"No pain, no gain," she said. "It's going to hurt a little bit."
Still, some shared ideas at a special meeting Wednesday evening in the hopes of relieving some of that pain when the project halts traffic in front of their businesses. Cape Girardeau officials hosted a "Broadway neighborhood meeting," with about 25 business owners and other interested parties attending the event at the Douglas C. Green Center for Innovation and Entrepreneurship.
City engineer Casey Brunke answered questions for much of the 45-minute meeting. She started off by saying that the city won't waive its sign ordinances for those who want to use them to let customers know they're still open and how to get there. Brunke also said that the contractor, Fronabarger Concreters, would be responsible if any damage happens to their property. No disruption of city services, such as sewer and water, were scheduled, she said, but brief disruptions are possible.

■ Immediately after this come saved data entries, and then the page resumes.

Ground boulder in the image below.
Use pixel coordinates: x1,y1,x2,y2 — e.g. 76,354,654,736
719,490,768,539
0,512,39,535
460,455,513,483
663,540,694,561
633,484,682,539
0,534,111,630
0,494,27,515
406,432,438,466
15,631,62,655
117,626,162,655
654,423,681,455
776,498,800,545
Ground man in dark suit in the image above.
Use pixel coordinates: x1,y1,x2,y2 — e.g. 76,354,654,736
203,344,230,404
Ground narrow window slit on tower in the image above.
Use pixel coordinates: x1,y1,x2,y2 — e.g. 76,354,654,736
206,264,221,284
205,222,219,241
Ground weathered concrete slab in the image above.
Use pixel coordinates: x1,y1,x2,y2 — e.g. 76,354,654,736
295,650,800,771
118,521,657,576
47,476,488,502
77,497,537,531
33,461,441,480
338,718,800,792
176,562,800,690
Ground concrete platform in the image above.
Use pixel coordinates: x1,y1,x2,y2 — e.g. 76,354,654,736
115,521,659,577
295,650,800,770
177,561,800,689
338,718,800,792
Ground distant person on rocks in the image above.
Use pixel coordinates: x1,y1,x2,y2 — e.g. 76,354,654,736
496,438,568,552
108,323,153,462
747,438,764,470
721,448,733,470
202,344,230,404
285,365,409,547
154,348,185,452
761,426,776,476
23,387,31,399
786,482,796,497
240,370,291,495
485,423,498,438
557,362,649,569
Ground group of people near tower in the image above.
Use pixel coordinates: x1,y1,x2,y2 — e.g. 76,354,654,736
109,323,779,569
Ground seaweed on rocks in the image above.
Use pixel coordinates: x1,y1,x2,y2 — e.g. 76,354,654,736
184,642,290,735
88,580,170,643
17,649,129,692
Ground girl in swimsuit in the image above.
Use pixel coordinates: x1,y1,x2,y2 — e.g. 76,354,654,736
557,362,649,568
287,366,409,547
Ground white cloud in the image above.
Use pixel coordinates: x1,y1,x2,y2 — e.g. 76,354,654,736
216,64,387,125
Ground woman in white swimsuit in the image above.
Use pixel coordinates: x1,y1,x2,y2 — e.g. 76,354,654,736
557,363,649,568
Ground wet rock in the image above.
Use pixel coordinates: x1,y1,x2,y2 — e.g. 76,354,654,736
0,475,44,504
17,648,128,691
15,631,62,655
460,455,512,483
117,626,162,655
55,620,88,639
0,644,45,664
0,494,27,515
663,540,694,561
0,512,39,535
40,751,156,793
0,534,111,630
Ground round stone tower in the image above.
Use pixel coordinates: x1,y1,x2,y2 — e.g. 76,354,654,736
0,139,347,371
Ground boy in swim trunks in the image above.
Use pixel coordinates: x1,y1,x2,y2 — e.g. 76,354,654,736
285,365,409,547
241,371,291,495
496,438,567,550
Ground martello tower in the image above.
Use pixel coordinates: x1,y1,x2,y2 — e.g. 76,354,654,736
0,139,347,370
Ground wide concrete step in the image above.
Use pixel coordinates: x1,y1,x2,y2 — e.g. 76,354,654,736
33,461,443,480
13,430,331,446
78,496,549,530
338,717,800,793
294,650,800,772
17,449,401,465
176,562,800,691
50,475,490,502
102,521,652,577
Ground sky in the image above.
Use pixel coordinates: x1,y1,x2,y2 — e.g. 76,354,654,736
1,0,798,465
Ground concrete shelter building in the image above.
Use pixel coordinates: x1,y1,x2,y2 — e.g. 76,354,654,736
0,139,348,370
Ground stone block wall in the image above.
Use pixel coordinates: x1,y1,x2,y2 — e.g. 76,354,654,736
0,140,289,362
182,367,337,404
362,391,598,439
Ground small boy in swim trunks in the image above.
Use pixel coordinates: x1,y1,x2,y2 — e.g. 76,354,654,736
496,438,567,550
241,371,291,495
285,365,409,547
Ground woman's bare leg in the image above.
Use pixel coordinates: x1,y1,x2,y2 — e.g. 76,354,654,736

The city is also still working on forming partnerships with property owners that have parking along or near Broadway, Brunke said, although she noted Wednesday that signed agreements are yet to be in place. She said she remains "confident" that agreements will be reached for extra parking to offset the loss of the north-side parking. Those spaces are being removed to make way for a 15-foot wide sidewalk that is intended to create a pedestrian promenade.
Another aspect of the meeting was for Sandra Cabot, the director of the Small Business and Technology Development Center. Free consultations are available for coming up with ideas on how to lessen the blow of the project, which is closing intersections from Water to Pacific streets for no more than three weeks at a time.
Some business owners already have been working to combat the construction's inconvenience. Broadway Prescription Shop is attaching parking instructions, maps and alternate routes to every prescription. Horizon Screen Printing is sending out email blasts and using social media such as Facebook to keep its customers informed.
Earlier in the day, David McMullin, the project manager for Fronabarger, said the project is going well. The intersection of Broadway and Lorimier Street is expected to open by the middle of next week, he said, ahead of the Friday deadline. Stormwater work has started at the Broadway intersection with Fountain Street, and milling has been completed to Middle Street.
The intersection at Fountain Street is expected to close next week.
The crews did break a sewer line near River Radio, said general manager Mitch Carroll, sending a small amount of backup water into the building. But Carroll stressed that it was not sewage.
Carroll said he was impressed at how quickly city officials responded and had the problem rectified in about a half-hour.
"A project of this size, you expect something to happen," Carroll said.